Georgi Lyubenov // googleson78

currently I'm doing some form of the "pass data that's required to the interpreter", but my issue is that my effect constructor is a monolith - instead of being composed of "small parts" corresponding to some sql concepts I just have this big thing with lots of parameters, and what ends up happening is that a lot of implicit logic is hidden in my interpreter (which obviously is sucks for testing - if I ever write a pure interpreter I have to remember all this implicit logic I have "built into" the effect constructor)

Torsten Schmits

yeah that's how I started out as well

Torsten Schmits

send me the link if you ever publish your stuff (or have already published it)
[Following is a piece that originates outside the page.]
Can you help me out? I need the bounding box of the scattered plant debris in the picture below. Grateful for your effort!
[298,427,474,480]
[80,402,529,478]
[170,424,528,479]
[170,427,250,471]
Georgi Lyubenov // googleson78

it's an application specific effect for an @work project :/ so I can't share it and even if I could, it's not really anything general enough to make a lib out of

I'm thinking more that there should be some "approach" into modelling such sql applications, but if you actually manage to make the approach into a library it would be even cooler

Torsten Schmits

well, maybe you could come up with some reasons why my Store and StoreQuery don't fit some of your use cases, would surely be helpful for me

Torsten Schmits

(apart from the missing limit etc :smile: )

Torsten Schmits

so I built a pretty fun thing: sum type columns! :tada:

given some types:

data SumRec =
  L { d :: Int }
  |
  R { e :: Text, f :: Double }
  deriving (Generic)

data Rec =
  Rec {
    a :: Text,
    b :: Int,
    c :: SumRec
  }
  deriving (Generic)

t :: TableStructure
t =
  tableStructure @Rec

it generates statements like:

create table "rec" ("a" text not null, "b" bigint not null, "c" sum_rec not null)
select "a", "b", ("c").sum_index, ("c")."l"."d", ("c")."r"."e", ("c")."r"."f" from "rec"
insert into "rec" ("a", "b", "c") values ($1, $2, row($4, row($5), row($6, $7)))

plus the corresponding Row/Param values.

now even without SOP.Generic instance!